Photo: York Johnson with a 23-pound Tillamook Bay hatchery spring Chinook.
I, maybe too often, tout myself as a proud sixth-generation Oregonian, deeply invested in the health and well-being of Oregon’s natural resources. Some would say I advocate for fish and wildlife for selfish reasons; I fish and I hunt. Call me greedy, my opponents do; I want more fish and game in Oregon’s waters and on our landscape.
The reality is, however, I’ve spent countless months off the water, lost tens of thousands of dollars in revenue and let hundreds, if not thousands, of delicious salmon, steelhead and sturgeon go because of conservation measures needed to protect sensitive stocks of fish. It’s not only the law, but it’s the right thing to do. I’ve always been proud that Oregonians are willing to sit on the sidelines to ensure the next generation of fish can be spawned. While we humans have done our damage, it was largely due to the ignorance of the ecological needs of what these iconic species need to thrive, not due to sport angler greed.
We can’t use that excuse any longer; we have enough science to tell us what we’re doing wrong and what we need to do right in order to recover our diminishing stocks of fish. It’s pushing the needle far enough, against established policy, to make the change. I’ve cited the Salmon 2100 project before, which details the extent to which we need to move the needle to save salmon from just a remnant population by the year 2100. It’s pretty alarming news, and given the muscle memory our society has, along with its persistent needs for non-renewable energy and the thirst to develop land, I can’t say I’m all that optimistic. I’m grateful that I won’t be fishing in the year 2100.
So why is it here in “The Beaver State” that, despite lots of leeway, Oregon just got a $1.2 million dollar check pulled out from under us, to do restoration and enhancement work in our wetlands because we couldn’t get our act together to slow down coastal pollution in our coastal waterways? To quote the article, “The decision makes Oregon the first state to face penalties for failing to meet federal standards set in 1990.” Yes, you read that right, 1990. Who here do you know, who gets 26 years to “get it right,” other than a mass murderer in a federal penitentiary? So proud right now….
Nobody likes regulation, but hunters and anglers likely face more regulation in harvesting than any other stakeholder in our watersheds. For an animal that’s on top of the food chain on so many levels, why are we on the bottom of the supply chain? Maybe it’s because we’re about as close to an end user as it gets.

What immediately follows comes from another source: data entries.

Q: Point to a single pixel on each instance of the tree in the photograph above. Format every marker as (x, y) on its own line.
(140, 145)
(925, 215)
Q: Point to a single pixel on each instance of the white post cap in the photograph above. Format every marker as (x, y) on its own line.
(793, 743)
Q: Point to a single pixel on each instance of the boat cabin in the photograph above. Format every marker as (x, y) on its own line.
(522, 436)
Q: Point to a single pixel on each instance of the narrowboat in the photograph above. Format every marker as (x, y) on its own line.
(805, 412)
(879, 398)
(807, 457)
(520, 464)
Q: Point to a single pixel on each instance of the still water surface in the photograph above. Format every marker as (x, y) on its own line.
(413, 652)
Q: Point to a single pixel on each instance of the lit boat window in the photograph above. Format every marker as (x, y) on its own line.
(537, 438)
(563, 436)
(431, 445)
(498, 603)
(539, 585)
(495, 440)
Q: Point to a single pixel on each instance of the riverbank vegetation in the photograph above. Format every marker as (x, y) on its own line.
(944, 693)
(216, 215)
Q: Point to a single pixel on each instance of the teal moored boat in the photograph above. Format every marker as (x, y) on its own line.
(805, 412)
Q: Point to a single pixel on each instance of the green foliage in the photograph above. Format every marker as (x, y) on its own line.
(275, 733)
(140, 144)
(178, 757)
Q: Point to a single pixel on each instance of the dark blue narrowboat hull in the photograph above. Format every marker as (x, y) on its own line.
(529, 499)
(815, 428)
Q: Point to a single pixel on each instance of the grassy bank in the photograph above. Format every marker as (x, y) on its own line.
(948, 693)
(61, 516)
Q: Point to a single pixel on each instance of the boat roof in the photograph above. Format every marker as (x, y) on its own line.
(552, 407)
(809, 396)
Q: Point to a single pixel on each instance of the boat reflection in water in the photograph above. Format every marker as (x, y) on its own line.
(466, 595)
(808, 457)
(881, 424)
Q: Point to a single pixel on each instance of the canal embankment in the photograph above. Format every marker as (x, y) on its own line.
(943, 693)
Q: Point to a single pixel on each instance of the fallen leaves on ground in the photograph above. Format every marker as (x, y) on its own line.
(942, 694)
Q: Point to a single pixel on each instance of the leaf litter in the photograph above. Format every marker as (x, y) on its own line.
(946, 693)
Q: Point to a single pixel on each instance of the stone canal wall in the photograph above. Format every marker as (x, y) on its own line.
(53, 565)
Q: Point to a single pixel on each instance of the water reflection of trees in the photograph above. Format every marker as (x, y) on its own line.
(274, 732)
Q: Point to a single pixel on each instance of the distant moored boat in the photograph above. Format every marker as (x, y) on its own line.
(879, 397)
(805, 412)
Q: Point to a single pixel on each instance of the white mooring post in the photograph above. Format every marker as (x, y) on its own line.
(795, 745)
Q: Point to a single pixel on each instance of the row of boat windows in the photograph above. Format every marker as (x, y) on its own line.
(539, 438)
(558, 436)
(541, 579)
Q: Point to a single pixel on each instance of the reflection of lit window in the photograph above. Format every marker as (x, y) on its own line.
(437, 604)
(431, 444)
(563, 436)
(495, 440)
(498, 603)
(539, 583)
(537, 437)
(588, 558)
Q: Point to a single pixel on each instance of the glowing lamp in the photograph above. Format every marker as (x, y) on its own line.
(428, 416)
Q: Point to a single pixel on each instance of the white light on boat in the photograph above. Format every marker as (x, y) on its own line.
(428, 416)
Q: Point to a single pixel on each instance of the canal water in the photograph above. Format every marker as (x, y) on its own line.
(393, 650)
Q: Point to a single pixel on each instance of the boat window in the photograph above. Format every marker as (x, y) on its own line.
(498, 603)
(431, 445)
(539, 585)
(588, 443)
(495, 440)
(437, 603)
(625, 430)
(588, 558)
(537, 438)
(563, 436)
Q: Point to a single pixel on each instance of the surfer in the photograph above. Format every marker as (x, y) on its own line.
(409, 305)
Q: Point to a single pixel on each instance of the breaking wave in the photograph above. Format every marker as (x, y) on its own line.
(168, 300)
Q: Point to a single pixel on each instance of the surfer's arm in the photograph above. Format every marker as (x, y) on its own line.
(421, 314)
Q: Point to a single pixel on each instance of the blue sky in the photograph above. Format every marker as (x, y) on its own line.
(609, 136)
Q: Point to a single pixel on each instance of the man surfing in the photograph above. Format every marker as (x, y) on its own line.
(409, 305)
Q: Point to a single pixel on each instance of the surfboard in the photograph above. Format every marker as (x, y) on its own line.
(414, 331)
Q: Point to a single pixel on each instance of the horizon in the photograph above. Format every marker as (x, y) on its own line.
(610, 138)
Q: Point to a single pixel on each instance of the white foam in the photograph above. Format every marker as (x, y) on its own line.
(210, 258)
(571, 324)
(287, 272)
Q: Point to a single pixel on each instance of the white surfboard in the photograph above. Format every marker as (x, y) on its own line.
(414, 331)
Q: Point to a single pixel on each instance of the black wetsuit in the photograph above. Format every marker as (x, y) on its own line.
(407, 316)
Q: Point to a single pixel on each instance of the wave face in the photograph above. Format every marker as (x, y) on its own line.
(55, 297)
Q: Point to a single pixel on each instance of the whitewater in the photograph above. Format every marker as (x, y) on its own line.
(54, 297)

It’s much, much easier to see the direct correlation to hook and line mortalities than it is the massive adult salmon kills we witnessed in the Pacific Northwest this summer. And how about the juveniles? It’s much easier to see dead, bloated and floating adult salmon versus the three to six inch baby salmon that fell victim to last summer’s lethal summer temperatures. And pollution, such as the pesticide use in our watersheds that bio-accumulate over time? Too hard to model, we’ll be told.
And we have it good here in the United States, or at least that’s what I’m told to believe. There is an incredible amount of regulation that happens for our natural resource extractors, not just us. Regulation that was considered cutting edge way back in 1971, called The Forest Practices Act is obviously outdated if Oregon just got fined $1.2 million dollars for not coming into compliance for the last 26 years…. After all, what harm can runoff from old logging roads, logging slide-prone hillsides and aerial spraying near stream banks really do?
And here’s a good one, Richard Whitman, Governor Brown’s natural resource advisor, told the Oregonian that, “the state plans to address remaining concerns through voluntary measures.” Man, what a Pandora’s Box that opens up! How do you think I would do with “voluntary measures” if I had a choice to release or retain, a twenty-five pound wild spring Chinook salmon that’s worth over $40/lb.? I’m afraid I’d have to voluntarily invite it over for dinner, and I’m a conservationist!
As one that adheres to all fishing regulations, at least to my knowledge, sometimes angler’s choice isn’t the right choice. I hope for salmon that there is a day when sport anglers can work more closely with environmentalists to achieve a goal we all want for our Oregon. Our oceans have sound regulation and our fishermen have sound regulation. If we plan to have wild salmon and steelhead for future generations to enjoy, I know we’re not going to get there with voluntary measures.